# Recipe scraping
This script scrapes recipetineats.com to find ingredients for every recipe in each cuisine category on the site. It creates csv files listing the ingredients and quantities for each cuisine for use in association rule mining.  

The follow up to this script is the "recipe association rule mining" script which uses the apriori algorithm to find the most common groupings of ingredients in each cuisine.

# Import packages

In [None]:
# Import packages
import pandas as pd
import numpy as np
import re
from urllib.request import urlopen
from bs4 import BeautifulSoup
# import mechanicalsoup
import lxml.html as html
import requests
import time
#browser = mechanicalsoup.Browser()
pd.set_option('display.max_colwidth', -1)
pd.set_option('display.max_rows', -1)

# Scraping script

In [1]:
# Set url for home page of cuisine based on user input
cuisine = input("What cuisine do you want to explore? Choose from Chinese, Korean, Thai, Vietnamese, Indian, Italian, French, Greek, Mediterranean, South-american, Mexican, Middle-eastern. (Include hyphens).")
url = "https://www.recipetineats.com/category/" + cuisine + "-recipes/"

# Set url and parse html
page = urlopen(url)
html_1 = page.read().decode('utf-8')
soup = BeautifulSoup(html_1, 'html.parser')

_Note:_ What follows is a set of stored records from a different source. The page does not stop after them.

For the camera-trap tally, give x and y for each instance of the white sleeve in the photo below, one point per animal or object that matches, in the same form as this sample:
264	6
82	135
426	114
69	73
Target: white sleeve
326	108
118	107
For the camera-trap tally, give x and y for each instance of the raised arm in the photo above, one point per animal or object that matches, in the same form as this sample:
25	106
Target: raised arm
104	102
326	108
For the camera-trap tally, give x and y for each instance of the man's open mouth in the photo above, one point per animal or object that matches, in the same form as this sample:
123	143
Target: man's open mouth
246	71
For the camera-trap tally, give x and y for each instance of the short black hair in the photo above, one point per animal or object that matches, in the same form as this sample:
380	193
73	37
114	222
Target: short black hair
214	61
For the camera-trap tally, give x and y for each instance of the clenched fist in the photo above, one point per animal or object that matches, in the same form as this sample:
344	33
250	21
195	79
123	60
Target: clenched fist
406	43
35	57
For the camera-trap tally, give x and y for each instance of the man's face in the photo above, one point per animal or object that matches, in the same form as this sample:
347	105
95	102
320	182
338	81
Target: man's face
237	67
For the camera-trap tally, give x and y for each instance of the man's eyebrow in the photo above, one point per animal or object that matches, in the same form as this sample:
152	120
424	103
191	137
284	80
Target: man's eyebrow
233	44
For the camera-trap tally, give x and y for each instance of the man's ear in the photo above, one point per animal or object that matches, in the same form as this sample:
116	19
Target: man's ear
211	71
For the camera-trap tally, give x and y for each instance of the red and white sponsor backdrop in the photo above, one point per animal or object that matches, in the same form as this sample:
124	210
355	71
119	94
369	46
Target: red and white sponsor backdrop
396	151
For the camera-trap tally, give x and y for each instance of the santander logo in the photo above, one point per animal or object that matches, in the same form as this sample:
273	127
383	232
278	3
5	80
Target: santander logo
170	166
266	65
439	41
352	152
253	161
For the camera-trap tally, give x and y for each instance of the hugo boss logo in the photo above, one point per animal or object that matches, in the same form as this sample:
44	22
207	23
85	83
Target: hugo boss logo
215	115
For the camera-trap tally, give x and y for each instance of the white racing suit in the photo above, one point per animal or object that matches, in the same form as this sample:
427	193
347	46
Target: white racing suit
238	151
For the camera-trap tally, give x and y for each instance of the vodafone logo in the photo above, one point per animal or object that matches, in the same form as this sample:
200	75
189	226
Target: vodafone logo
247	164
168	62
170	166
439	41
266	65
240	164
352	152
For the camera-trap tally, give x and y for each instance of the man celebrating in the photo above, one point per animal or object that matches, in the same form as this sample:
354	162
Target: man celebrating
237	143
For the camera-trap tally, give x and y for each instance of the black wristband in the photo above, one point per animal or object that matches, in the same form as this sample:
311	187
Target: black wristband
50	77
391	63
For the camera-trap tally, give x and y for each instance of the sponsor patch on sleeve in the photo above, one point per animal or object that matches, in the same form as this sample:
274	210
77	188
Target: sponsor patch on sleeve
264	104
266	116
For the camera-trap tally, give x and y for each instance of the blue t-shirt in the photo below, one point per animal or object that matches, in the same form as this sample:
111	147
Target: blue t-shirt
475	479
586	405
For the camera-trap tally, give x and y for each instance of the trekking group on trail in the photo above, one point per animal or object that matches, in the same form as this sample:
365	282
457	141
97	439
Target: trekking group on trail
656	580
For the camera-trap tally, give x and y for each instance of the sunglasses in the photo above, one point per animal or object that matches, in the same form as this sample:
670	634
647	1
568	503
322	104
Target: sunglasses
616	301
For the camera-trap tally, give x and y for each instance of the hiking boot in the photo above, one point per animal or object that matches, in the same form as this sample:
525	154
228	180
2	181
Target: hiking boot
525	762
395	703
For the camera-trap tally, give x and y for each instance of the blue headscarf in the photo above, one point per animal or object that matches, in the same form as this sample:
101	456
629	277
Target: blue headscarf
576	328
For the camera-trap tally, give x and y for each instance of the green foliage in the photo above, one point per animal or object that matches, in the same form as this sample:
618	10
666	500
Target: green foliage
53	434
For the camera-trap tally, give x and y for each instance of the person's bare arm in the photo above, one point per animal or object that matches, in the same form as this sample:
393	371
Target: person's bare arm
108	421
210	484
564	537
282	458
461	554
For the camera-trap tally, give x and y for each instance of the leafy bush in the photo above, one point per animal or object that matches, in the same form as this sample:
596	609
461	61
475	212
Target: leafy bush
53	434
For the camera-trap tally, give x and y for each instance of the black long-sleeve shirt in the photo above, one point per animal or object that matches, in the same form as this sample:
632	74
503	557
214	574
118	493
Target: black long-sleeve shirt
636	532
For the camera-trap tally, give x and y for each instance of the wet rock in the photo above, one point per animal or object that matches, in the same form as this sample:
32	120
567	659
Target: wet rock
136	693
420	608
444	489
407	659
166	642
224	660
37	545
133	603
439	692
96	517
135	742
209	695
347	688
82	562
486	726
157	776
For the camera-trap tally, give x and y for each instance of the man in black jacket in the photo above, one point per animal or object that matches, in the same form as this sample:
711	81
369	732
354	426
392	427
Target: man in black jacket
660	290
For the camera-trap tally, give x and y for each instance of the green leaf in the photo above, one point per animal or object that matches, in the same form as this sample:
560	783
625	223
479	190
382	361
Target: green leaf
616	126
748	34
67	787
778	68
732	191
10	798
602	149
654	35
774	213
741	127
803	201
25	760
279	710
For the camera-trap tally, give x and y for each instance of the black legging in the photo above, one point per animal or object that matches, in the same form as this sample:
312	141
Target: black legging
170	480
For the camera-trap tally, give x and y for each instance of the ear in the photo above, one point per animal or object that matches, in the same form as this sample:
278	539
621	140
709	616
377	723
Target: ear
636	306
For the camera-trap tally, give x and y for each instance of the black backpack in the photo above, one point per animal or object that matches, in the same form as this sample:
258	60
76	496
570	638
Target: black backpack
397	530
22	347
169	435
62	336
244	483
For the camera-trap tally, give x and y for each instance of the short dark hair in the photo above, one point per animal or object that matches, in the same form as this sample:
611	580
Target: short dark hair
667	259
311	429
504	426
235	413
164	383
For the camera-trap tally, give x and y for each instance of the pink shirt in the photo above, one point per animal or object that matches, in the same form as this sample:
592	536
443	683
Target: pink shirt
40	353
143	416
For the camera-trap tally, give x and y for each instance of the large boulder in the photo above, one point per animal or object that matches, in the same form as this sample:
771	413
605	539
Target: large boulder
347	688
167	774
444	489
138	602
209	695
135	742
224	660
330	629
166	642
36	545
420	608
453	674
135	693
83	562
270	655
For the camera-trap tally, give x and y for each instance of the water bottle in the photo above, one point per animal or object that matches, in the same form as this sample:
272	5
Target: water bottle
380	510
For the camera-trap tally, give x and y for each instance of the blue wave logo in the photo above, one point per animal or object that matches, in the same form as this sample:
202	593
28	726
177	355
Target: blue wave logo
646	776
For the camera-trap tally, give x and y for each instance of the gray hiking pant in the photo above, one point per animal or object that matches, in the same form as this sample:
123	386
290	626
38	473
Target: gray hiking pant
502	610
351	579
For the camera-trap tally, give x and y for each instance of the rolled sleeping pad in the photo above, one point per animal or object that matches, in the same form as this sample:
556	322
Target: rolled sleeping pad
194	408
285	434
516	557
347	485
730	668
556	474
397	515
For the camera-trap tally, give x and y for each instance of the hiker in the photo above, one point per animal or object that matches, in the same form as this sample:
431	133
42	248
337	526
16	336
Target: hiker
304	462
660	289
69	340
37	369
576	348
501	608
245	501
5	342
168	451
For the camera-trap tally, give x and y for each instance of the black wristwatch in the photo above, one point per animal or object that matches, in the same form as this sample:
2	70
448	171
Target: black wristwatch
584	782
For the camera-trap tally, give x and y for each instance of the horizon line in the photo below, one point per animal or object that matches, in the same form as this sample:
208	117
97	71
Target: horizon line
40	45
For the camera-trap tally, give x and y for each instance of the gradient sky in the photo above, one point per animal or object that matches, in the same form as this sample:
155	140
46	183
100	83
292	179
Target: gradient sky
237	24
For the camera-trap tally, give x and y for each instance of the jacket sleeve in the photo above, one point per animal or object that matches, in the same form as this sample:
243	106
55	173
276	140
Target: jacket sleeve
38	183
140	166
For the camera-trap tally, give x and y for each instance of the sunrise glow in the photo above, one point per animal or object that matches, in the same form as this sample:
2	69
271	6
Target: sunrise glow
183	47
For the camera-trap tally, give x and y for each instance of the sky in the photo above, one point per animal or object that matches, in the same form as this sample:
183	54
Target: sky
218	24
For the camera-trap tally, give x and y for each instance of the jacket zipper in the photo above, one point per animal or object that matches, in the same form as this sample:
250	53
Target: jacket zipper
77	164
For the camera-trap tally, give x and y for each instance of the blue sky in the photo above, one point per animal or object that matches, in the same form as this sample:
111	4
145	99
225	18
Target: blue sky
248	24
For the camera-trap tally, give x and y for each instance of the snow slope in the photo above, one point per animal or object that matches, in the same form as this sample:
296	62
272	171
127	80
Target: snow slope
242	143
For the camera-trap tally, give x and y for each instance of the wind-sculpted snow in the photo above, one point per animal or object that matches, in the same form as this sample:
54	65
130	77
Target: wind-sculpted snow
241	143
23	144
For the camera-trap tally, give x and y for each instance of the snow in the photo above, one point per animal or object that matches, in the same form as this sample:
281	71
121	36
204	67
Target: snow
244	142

# Create list of urls within cuisine category
# This is needed because not all recipes will be found on the home page
n = 1
all_pages = [url]
for n in range(15):
# Used range of 15 because no cuisines have more than 15 pages
    for link in soup.find_all("link", rel = "next"):
        all_pages.append(link["href"])
        url = all_pages[n+1]
        page = urlopen(url)
        html_1 = page.read().decode('utf-8')
        soup = BeautifulSoup(html_1, 'html.parser')
        n = n + 1

# Create list of recipe pages
recipe_pages = []
for recipe in all_pages:        
    url = recipe
    page = urlopen(url)
    html_1 = page.read().decode('utf-8')
    soup = BeautifulSoup(html_1, 'html.parser')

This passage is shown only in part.